The chasm I referred to earlier, I am afraid beggars belief. It seems there are those (many?) in the profession who seem earnestly to believe that the solution to the bureaucratic nightmare that presently is marking, is MORE BUREAUCRACY. They seem to think that all this low-grade administrative busywork is the answer to the marking problem and moreover that it can actually improve pupils’ learning. This outlook is precisely why the profession is in the dire workload straits that it is.

What makes it all the more frustrating is that there are those of us – often characterised as mavericks – who can see the solution staring everyone in the face. It is LESS bureaucracy. The only piece of kit needed is the ever-ready red pen. All that is needed is to accept that it is not essential to deep-mark everything that a pupil writes; much routine work is quite acceptably tick-and-flicked. Then we could concentrate, as I did today, on deep feedback of a complex piece of investigative work done by my best year nine class, where there were complex ideas to explore. Much of it was done verbally with pairs or threes, and it will be followed up with detailed, personally written comments in red pen. The pupils seemed more than happy with my constructive criticism and heartfelt praise.

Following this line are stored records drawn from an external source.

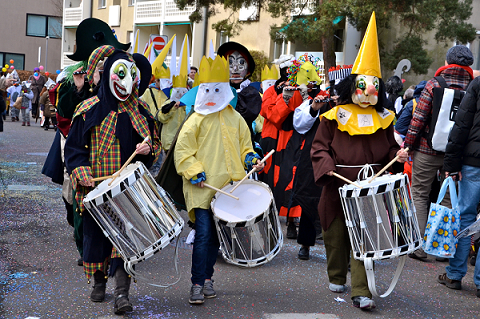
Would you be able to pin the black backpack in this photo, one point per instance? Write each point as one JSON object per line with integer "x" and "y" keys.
{"x": 446, "y": 101}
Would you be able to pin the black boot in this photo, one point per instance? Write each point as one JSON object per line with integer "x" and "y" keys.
{"x": 122, "y": 280}
{"x": 99, "y": 286}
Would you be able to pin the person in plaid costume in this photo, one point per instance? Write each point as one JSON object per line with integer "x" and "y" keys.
{"x": 426, "y": 161}
{"x": 106, "y": 130}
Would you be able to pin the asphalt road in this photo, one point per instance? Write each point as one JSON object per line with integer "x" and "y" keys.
{"x": 39, "y": 277}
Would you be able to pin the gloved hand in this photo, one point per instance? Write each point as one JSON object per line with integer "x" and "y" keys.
{"x": 287, "y": 95}
{"x": 167, "y": 107}
{"x": 303, "y": 91}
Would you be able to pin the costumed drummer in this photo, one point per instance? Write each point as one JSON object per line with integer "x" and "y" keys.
{"x": 357, "y": 131}
{"x": 106, "y": 130}
{"x": 214, "y": 147}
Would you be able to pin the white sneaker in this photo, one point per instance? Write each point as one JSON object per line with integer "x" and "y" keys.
{"x": 337, "y": 288}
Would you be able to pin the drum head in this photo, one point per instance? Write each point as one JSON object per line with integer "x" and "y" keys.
{"x": 103, "y": 187}
{"x": 254, "y": 199}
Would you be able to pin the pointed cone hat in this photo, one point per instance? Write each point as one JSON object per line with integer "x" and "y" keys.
{"x": 368, "y": 58}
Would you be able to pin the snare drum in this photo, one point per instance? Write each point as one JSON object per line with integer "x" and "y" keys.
{"x": 136, "y": 214}
{"x": 248, "y": 229}
{"x": 381, "y": 223}
{"x": 381, "y": 218}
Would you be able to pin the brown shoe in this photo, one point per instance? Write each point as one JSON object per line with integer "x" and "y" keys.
{"x": 450, "y": 283}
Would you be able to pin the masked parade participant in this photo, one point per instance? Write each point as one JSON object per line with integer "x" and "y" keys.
{"x": 357, "y": 131}
{"x": 106, "y": 130}
{"x": 71, "y": 90}
{"x": 213, "y": 147}
{"x": 242, "y": 66}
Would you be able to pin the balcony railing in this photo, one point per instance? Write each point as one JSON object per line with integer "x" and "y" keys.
{"x": 160, "y": 11}
{"x": 73, "y": 16}
{"x": 303, "y": 7}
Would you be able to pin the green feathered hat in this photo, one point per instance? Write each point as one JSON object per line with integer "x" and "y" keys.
{"x": 91, "y": 34}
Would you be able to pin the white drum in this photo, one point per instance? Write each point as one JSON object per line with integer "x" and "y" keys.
{"x": 135, "y": 213}
{"x": 382, "y": 223}
{"x": 248, "y": 229}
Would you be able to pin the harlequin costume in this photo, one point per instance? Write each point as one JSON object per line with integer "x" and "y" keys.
{"x": 105, "y": 131}
{"x": 354, "y": 133}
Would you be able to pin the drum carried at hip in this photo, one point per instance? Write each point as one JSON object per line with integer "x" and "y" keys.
{"x": 248, "y": 228}
{"x": 135, "y": 213}
{"x": 381, "y": 222}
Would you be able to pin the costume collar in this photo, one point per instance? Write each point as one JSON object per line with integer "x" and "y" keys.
{"x": 466, "y": 68}
{"x": 355, "y": 120}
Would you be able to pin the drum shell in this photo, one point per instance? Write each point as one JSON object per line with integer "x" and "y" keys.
{"x": 251, "y": 240}
{"x": 381, "y": 218}
{"x": 136, "y": 214}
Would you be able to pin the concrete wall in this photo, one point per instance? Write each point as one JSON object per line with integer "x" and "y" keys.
{"x": 13, "y": 15}
{"x": 254, "y": 35}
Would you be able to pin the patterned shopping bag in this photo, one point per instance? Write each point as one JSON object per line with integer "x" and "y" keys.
{"x": 443, "y": 224}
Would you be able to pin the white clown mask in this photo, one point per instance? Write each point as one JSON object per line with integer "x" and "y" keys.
{"x": 212, "y": 97}
{"x": 366, "y": 90}
{"x": 123, "y": 76}
{"x": 238, "y": 65}
{"x": 266, "y": 84}
{"x": 177, "y": 94}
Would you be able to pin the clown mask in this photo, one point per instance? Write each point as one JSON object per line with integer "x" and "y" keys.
{"x": 212, "y": 97}
{"x": 123, "y": 75}
{"x": 238, "y": 67}
{"x": 267, "y": 84}
{"x": 366, "y": 90}
{"x": 177, "y": 94}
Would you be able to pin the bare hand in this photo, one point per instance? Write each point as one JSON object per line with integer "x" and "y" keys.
{"x": 142, "y": 149}
{"x": 402, "y": 156}
{"x": 454, "y": 175}
{"x": 88, "y": 183}
{"x": 79, "y": 79}
{"x": 258, "y": 167}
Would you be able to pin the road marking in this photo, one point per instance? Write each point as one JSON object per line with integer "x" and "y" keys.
{"x": 299, "y": 316}
{"x": 30, "y": 188}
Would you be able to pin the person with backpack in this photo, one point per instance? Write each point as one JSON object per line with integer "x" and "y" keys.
{"x": 456, "y": 74}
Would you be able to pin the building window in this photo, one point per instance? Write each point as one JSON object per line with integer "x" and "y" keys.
{"x": 43, "y": 26}
{"x": 19, "y": 60}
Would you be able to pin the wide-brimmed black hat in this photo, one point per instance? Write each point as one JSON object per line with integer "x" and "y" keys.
{"x": 92, "y": 33}
{"x": 228, "y": 47}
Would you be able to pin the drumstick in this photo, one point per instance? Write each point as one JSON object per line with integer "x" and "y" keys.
{"x": 220, "y": 191}
{"x": 98, "y": 179}
{"x": 387, "y": 166}
{"x": 114, "y": 176}
{"x": 346, "y": 179}
{"x": 253, "y": 170}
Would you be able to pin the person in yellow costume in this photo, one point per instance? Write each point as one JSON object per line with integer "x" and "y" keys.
{"x": 358, "y": 131}
{"x": 214, "y": 147}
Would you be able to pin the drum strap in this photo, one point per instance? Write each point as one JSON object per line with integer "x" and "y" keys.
{"x": 368, "y": 262}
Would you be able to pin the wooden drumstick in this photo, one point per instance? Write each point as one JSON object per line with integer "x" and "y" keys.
{"x": 253, "y": 170}
{"x": 114, "y": 176}
{"x": 346, "y": 179}
{"x": 220, "y": 191}
{"x": 387, "y": 166}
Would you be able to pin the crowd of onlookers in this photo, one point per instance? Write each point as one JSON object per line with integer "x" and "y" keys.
{"x": 28, "y": 100}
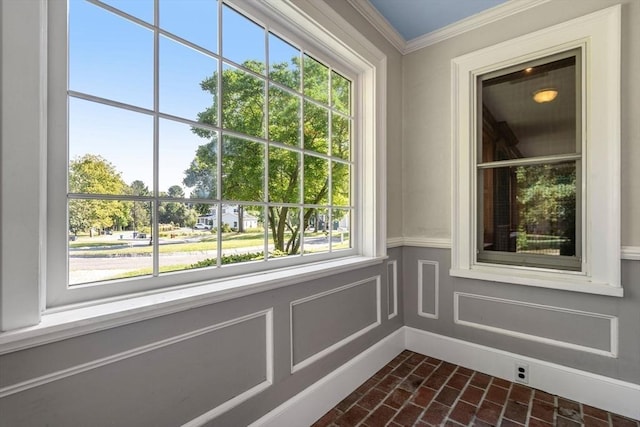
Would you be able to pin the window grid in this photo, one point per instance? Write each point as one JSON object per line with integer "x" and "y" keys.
{"x": 219, "y": 201}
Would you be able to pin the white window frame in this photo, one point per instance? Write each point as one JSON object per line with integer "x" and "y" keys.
{"x": 27, "y": 267}
{"x": 598, "y": 36}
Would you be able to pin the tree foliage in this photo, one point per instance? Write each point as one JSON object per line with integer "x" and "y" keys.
{"x": 547, "y": 201}
{"x": 243, "y": 159}
{"x": 92, "y": 174}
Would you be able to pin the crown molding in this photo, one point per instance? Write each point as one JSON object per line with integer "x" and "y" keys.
{"x": 496, "y": 13}
{"x": 376, "y": 19}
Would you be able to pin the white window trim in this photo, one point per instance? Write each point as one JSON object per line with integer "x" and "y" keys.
{"x": 23, "y": 305}
{"x": 598, "y": 34}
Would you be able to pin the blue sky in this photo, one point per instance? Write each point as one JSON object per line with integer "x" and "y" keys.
{"x": 112, "y": 57}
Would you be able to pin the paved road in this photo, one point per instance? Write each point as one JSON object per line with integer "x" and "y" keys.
{"x": 91, "y": 269}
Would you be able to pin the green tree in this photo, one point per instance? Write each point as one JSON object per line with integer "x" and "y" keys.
{"x": 174, "y": 212}
{"x": 140, "y": 211}
{"x": 92, "y": 174}
{"x": 242, "y": 159}
{"x": 547, "y": 202}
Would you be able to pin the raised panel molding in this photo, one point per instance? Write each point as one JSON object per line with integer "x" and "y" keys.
{"x": 344, "y": 341}
{"x": 392, "y": 289}
{"x": 436, "y": 288}
{"x": 310, "y": 404}
{"x": 631, "y": 253}
{"x": 612, "y": 351}
{"x": 234, "y": 401}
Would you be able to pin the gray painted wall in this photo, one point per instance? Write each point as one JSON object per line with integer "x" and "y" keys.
{"x": 568, "y": 328}
{"x": 169, "y": 370}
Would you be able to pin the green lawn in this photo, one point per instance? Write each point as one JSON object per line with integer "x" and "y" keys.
{"x": 109, "y": 248}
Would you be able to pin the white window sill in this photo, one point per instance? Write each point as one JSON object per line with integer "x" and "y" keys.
{"x": 524, "y": 276}
{"x": 67, "y": 322}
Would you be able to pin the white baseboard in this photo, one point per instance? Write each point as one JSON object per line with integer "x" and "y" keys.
{"x": 602, "y": 392}
{"x": 596, "y": 390}
{"x": 312, "y": 403}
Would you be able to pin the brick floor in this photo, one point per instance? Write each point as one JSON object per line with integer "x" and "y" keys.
{"x": 416, "y": 390}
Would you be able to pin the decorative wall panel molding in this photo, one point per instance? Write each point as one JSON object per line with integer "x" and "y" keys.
{"x": 392, "y": 289}
{"x": 330, "y": 320}
{"x": 583, "y": 331}
{"x": 428, "y": 285}
{"x": 118, "y": 357}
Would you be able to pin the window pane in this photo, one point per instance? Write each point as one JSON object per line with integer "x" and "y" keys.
{"x": 186, "y": 160}
{"x": 242, "y": 102}
{"x": 142, "y": 9}
{"x": 316, "y": 80}
{"x": 109, "y": 56}
{"x": 531, "y": 210}
{"x": 284, "y": 231}
{"x": 109, "y": 239}
{"x": 316, "y": 125}
{"x": 109, "y": 148}
{"x": 516, "y": 126}
{"x": 316, "y": 180}
{"x": 340, "y": 93}
{"x": 284, "y": 63}
{"x": 242, "y": 169}
{"x": 340, "y": 229}
{"x": 243, "y": 41}
{"x": 242, "y": 234}
{"x": 284, "y": 117}
{"x": 186, "y": 238}
{"x": 317, "y": 229}
{"x": 284, "y": 176}
{"x": 188, "y": 82}
{"x": 194, "y": 20}
{"x": 340, "y": 184}
{"x": 340, "y": 136}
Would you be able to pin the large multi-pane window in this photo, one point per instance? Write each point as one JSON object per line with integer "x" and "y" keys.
{"x": 199, "y": 137}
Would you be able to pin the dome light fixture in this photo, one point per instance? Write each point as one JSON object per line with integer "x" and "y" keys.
{"x": 545, "y": 95}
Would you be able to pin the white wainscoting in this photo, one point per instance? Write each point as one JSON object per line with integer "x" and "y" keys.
{"x": 436, "y": 288}
{"x": 599, "y": 391}
{"x": 311, "y": 359}
{"x": 312, "y": 403}
{"x": 612, "y": 351}
{"x": 392, "y": 289}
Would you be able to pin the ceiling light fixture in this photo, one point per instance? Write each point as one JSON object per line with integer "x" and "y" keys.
{"x": 545, "y": 95}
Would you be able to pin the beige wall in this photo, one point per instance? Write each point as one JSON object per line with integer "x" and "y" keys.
{"x": 394, "y": 113}
{"x": 427, "y": 115}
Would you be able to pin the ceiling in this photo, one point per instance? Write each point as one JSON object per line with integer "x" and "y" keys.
{"x": 414, "y": 18}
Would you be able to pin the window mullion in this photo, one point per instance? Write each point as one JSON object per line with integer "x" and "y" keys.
{"x": 155, "y": 229}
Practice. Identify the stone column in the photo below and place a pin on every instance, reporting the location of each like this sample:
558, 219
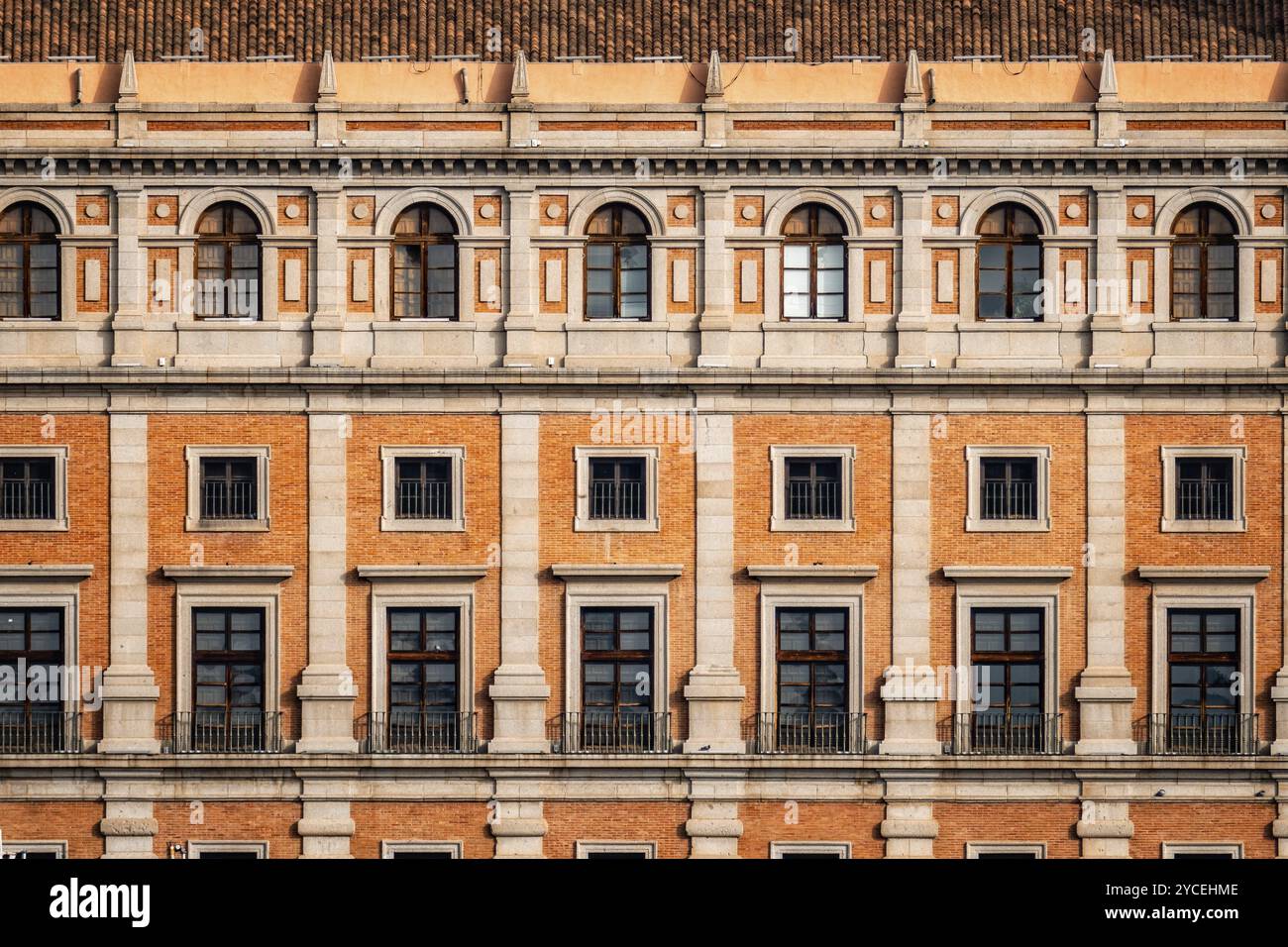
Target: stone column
520, 318
713, 690
1107, 268
329, 275
1106, 826
128, 825
912, 278
326, 686
713, 826
130, 277
716, 320
519, 692
1279, 692
129, 688
1104, 690
326, 826
910, 702
910, 826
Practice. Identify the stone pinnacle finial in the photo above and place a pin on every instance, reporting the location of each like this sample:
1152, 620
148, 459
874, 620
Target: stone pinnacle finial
519, 82
1108, 76
912, 88
129, 86
327, 85
715, 76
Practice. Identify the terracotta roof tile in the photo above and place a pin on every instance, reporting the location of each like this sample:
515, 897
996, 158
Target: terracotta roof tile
619, 30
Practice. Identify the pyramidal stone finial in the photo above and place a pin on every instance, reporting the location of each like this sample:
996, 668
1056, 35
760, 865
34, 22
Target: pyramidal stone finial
912, 88
715, 76
327, 85
129, 86
1108, 76
519, 82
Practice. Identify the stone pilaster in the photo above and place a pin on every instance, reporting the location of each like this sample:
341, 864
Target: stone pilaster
910, 826
130, 277
716, 318
713, 690
1108, 300
1106, 690
329, 277
912, 279
519, 828
910, 701
519, 690
325, 826
129, 688
326, 686
1106, 828
520, 318
128, 825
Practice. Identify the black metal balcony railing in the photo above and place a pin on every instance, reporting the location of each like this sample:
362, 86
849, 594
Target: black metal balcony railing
399, 731
228, 500
1000, 733
1199, 735
40, 731
1203, 500
27, 500
617, 500
1010, 500
198, 731
809, 732
424, 500
814, 500
608, 732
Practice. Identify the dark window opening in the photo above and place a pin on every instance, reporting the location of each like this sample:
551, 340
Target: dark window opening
27, 488
1009, 488
1205, 488
617, 488
814, 488
424, 488
230, 488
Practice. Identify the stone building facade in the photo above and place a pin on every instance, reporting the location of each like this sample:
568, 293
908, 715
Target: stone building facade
645, 369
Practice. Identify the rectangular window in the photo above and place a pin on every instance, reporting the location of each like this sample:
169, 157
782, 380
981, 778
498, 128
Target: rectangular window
1009, 487
228, 680
424, 488
31, 712
1205, 488
812, 487
1203, 657
228, 488
424, 681
616, 678
617, 488
1008, 669
811, 680
27, 488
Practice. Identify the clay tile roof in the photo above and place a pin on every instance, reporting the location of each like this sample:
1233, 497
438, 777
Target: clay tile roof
619, 30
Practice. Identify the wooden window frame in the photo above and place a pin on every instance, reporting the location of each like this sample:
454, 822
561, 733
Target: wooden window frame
1009, 240
228, 240
814, 240
423, 240
617, 240
26, 239
1205, 240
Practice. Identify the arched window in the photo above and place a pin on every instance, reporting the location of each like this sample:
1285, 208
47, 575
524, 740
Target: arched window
227, 263
1008, 278
1203, 258
424, 266
812, 263
617, 264
29, 263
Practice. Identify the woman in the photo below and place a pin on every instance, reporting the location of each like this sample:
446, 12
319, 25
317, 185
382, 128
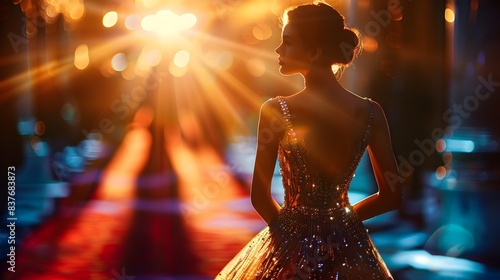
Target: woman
319, 135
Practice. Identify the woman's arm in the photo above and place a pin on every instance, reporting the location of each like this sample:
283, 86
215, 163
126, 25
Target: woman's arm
385, 168
269, 133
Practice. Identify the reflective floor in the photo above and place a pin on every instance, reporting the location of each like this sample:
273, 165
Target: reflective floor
184, 217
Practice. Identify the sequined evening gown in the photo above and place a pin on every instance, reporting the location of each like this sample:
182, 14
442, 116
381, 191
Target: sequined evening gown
316, 235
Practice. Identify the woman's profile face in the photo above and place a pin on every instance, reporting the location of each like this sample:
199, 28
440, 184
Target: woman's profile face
293, 55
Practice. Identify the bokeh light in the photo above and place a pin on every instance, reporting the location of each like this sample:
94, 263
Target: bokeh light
133, 21
440, 172
119, 62
449, 15
110, 19
370, 44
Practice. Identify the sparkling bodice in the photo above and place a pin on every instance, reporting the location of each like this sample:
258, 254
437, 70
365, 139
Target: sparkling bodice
314, 190
317, 234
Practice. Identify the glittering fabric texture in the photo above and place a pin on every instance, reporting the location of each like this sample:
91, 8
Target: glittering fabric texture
317, 235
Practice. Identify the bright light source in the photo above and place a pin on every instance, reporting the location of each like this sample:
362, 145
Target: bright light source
166, 22
119, 62
449, 15
77, 11
133, 22
81, 59
110, 19
187, 20
181, 58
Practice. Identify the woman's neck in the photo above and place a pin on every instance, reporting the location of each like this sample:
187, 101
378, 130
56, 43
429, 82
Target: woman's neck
321, 79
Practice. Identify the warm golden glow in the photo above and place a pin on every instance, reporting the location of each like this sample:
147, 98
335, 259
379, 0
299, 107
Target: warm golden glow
166, 22
256, 67
449, 15
181, 58
119, 62
81, 60
110, 19
133, 22
370, 44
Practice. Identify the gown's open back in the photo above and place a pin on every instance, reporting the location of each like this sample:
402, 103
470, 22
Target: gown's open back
316, 235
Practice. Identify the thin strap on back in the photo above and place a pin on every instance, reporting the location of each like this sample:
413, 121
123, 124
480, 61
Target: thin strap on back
286, 116
370, 122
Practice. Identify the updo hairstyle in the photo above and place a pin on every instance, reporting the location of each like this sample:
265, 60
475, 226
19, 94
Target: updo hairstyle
320, 25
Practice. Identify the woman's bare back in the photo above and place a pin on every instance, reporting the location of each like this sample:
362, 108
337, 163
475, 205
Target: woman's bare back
330, 128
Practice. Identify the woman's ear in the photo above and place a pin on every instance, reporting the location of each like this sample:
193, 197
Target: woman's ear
315, 54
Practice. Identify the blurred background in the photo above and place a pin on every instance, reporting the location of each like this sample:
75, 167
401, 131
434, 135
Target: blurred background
128, 133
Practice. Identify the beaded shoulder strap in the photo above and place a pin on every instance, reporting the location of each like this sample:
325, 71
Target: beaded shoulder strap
286, 116
370, 120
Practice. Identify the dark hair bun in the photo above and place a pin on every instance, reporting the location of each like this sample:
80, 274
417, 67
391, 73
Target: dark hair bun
321, 25
347, 46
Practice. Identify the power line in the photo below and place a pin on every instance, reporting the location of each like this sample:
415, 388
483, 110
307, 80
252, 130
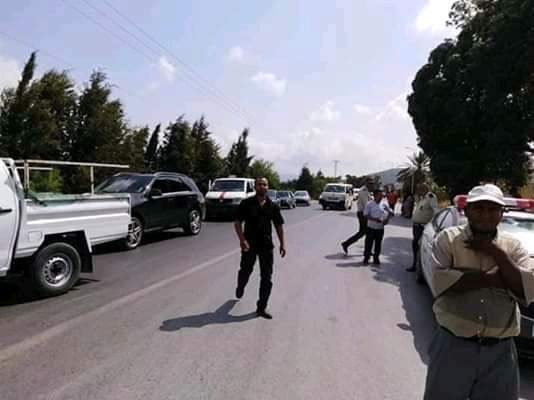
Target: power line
222, 103
184, 65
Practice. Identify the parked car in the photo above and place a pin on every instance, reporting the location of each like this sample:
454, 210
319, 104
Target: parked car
160, 201
48, 239
272, 194
302, 197
516, 222
226, 194
337, 195
286, 199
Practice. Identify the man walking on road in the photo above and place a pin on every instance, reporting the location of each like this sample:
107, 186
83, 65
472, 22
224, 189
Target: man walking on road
479, 274
377, 214
363, 199
424, 210
258, 213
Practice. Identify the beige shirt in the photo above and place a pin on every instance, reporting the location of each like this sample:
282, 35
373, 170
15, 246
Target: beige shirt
488, 312
425, 208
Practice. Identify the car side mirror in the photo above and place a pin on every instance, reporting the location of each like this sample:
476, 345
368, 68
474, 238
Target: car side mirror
155, 193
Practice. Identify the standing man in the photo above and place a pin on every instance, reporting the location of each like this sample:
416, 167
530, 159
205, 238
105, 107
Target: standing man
479, 275
424, 210
258, 213
377, 213
363, 199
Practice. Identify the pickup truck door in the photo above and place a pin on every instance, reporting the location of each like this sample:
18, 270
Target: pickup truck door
9, 217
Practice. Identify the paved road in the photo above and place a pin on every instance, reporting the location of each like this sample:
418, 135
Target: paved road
161, 323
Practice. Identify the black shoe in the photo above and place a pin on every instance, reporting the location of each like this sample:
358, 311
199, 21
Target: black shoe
263, 314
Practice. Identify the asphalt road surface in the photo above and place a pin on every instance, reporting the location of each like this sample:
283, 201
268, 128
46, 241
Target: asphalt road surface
161, 322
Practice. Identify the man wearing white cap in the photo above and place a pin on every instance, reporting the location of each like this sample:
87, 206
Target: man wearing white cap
479, 275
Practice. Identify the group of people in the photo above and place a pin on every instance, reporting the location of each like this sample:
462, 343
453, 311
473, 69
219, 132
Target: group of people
479, 275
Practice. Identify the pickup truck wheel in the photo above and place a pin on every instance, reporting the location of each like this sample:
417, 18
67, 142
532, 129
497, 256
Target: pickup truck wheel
55, 269
135, 234
194, 223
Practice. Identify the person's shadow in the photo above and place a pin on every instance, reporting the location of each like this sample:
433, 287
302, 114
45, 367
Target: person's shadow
219, 316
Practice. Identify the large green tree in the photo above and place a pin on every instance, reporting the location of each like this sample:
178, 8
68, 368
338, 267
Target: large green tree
238, 160
472, 103
265, 169
177, 151
151, 152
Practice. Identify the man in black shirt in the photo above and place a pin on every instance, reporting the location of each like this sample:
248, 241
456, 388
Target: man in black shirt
258, 213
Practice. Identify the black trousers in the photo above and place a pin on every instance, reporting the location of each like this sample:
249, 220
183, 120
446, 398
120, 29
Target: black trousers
362, 222
248, 259
373, 237
417, 231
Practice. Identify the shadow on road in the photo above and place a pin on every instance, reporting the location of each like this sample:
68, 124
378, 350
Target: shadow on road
416, 298
15, 292
219, 316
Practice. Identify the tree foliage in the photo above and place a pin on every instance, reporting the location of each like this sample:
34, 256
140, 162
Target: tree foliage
238, 160
46, 117
265, 169
472, 103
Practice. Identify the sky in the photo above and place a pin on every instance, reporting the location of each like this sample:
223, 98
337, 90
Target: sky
315, 81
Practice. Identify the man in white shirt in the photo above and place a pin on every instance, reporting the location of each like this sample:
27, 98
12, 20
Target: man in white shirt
363, 199
377, 214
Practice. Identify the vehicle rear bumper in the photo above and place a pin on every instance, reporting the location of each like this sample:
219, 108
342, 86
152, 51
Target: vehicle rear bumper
215, 209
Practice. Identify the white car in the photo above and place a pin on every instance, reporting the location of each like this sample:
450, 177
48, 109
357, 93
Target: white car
518, 223
50, 239
302, 197
226, 194
337, 195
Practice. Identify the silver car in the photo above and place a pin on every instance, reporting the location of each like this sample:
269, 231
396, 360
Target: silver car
519, 224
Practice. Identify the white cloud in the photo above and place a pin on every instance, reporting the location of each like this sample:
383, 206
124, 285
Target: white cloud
236, 54
326, 113
167, 69
361, 109
270, 83
432, 18
397, 108
9, 72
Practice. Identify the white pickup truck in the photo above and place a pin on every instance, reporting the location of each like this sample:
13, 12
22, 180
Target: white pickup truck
48, 241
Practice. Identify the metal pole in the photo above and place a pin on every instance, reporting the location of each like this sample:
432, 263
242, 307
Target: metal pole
26, 175
92, 176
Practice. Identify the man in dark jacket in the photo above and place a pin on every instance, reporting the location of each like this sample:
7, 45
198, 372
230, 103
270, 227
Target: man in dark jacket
258, 213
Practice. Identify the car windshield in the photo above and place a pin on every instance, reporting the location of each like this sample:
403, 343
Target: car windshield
229, 186
124, 184
335, 189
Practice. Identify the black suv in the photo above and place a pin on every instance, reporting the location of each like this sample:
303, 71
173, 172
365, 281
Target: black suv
161, 200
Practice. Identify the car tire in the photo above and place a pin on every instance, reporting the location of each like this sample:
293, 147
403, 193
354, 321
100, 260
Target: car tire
194, 222
136, 231
54, 269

The answer as so often, lies not in complexity but simplicity – and an acceptance of the reality of education rather than the imposition of a theorist’s dream. The fact is, marking cannot be, and does not need to be smart. Or if it can, then smart has to mean simple, not complicated. It is time-consuming but important – but it needs to be kept in proportion as the art of the possible.

I wonder why those who sit there (nationally) in rapture at the sound of all those intricate administrative routines don’t actually go and find themselves a job where they can genuinely release the inner pen-pushing minor bureaucrats that they evidently want to be – and leave those of us who just want to teach to get on with it.